Topic - acquisitions
Size matters: mid-sized home care operators to be challenged as sector faces further consolidation

With fewer opportunities for mergers and acquisitions in the home care space, operators will need to find scale or develop a niche to weather the regulatory and cashflow headwinds that are likely to follow the launch of the new single In-Home Care program.

Currently, there are only a small number of larger players in the sector – and the majority of merger and acquisition activity is centred on private operators.

Not For Profits rarely sell their home care businesses – PresCare is the only large Not For Profit to divest its home care business in recent years after it went into receivership.

The business was acquired by myHomecare, the largest Home Care Package provider in Australia with 20,000 clients – itself the result of a number of mergers and acquisitions which saw a partnership formed between Sydney-based Quadrant Private Equity, the Royal Automobile Club (RAC) of Western Australia and the Mann family.

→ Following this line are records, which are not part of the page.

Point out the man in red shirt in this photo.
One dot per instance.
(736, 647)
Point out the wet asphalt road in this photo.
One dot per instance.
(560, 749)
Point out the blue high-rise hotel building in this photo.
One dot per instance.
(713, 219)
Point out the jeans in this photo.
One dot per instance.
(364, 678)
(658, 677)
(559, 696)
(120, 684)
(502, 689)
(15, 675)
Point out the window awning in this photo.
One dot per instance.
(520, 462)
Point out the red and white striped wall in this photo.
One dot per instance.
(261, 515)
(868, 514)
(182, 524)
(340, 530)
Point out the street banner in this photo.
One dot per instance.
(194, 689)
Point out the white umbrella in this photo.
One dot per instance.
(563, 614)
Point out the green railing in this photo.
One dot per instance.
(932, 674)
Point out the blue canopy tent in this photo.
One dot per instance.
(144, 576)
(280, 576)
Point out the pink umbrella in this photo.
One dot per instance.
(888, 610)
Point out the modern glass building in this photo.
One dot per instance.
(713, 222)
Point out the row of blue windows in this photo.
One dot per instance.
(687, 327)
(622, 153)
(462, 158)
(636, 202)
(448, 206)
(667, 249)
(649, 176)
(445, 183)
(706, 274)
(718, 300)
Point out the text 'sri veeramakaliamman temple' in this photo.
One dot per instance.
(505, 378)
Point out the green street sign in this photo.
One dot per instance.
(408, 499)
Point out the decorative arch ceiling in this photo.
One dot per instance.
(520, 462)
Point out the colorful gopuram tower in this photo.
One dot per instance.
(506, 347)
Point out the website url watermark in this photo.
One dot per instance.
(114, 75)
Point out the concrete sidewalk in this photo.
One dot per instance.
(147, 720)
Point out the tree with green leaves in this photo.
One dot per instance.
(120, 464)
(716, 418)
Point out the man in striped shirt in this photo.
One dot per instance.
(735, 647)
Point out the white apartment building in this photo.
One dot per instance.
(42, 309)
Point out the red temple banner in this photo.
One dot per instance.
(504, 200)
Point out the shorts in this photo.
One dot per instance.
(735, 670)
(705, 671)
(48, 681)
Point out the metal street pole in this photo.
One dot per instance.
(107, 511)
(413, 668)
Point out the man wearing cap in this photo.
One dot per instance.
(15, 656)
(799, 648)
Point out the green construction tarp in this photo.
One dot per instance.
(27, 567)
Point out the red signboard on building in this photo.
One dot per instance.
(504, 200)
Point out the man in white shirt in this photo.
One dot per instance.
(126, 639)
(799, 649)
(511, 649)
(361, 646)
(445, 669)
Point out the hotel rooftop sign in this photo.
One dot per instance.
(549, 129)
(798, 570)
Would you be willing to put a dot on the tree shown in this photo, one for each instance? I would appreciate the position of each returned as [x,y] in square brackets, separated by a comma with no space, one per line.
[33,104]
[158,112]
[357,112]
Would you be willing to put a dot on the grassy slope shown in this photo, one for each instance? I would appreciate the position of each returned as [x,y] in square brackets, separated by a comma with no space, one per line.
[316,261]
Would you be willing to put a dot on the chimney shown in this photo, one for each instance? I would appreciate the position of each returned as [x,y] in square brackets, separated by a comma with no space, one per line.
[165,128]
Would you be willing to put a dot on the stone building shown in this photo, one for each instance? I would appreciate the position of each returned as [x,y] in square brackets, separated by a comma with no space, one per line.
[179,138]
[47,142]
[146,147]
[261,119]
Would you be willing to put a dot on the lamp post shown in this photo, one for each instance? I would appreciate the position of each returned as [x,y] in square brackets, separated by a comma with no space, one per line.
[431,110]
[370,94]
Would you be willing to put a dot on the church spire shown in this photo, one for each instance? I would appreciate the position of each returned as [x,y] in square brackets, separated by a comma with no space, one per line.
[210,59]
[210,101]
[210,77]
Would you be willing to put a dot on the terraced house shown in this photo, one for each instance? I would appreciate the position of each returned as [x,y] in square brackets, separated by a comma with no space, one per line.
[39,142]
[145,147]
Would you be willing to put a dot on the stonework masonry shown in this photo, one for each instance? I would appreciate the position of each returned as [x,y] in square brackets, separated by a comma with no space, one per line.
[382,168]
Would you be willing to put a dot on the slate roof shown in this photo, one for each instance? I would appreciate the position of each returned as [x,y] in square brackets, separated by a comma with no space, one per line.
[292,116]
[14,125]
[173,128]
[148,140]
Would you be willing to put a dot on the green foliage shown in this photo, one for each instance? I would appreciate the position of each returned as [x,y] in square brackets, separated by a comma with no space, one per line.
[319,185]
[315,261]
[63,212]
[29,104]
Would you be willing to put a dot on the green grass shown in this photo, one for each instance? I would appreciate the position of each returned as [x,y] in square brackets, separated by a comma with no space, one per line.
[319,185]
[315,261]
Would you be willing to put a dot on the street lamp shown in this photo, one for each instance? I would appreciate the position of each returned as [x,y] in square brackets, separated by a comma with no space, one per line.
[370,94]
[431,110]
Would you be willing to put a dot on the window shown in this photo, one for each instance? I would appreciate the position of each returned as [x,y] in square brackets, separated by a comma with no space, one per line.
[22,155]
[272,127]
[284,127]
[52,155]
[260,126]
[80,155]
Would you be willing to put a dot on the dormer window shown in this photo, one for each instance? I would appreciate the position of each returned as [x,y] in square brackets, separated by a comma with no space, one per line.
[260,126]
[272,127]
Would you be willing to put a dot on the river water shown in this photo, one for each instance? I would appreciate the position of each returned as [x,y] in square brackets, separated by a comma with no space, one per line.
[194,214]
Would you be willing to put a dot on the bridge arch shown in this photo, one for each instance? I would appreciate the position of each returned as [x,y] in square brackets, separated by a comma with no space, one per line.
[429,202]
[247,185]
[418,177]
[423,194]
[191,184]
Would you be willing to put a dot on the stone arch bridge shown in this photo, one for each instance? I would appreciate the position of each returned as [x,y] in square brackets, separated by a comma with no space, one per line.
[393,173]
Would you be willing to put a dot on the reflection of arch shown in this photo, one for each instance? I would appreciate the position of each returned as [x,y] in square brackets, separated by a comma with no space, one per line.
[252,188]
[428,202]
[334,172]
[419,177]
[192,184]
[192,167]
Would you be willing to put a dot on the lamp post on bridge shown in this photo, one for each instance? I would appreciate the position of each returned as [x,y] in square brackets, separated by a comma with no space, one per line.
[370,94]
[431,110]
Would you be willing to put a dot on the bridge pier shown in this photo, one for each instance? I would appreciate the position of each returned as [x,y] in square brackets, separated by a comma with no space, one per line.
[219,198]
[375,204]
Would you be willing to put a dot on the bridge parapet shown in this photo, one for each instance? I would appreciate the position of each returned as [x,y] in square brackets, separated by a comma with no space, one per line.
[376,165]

Stuart Miller, CEO of myHomecare, sees two fronts for mergers and acquisitions: the first, organisations that see the increasing demands of compliance, staff shortages, real revenue reduction and pick their time to exit the sector and concentrate on their core offerings.

“They become partnership or acquisition opportunities where all parties can gain value,” he adds.

The second is those smaller operators that have been hit hard by the recent regulatory changes including payments in arrears, the CHSP cash adjustments and the future consolidation of the Support at Home program.

“Just the first two will take over $1 billon of cash out of the sector and have already started to put a lot of small organisations under financial pressure,” Stuart stated.

“For us, that front becomes an opportunity to ensure that clients and staff are looked after without getting the industry a bad reputation for failure.”

Marcus Darville, Managing Partner at Quadrant, says that despite the smaller number of merger and acquisition opportunities in home care, the sector remains a good investment – provided operators have the scale and workforce required.

“In reality, the big players tend to stay big and the small players tend to stay small,” he said.

“Although you don’t have the physical assets, the infrastructure of people and systems and density in certain geographies is still extremely important.

“I would argue it’s still quite a ‘sticky’ segment because clients are wedded to their carers and you also need to have the critical mass of carers that people can have reliable care.”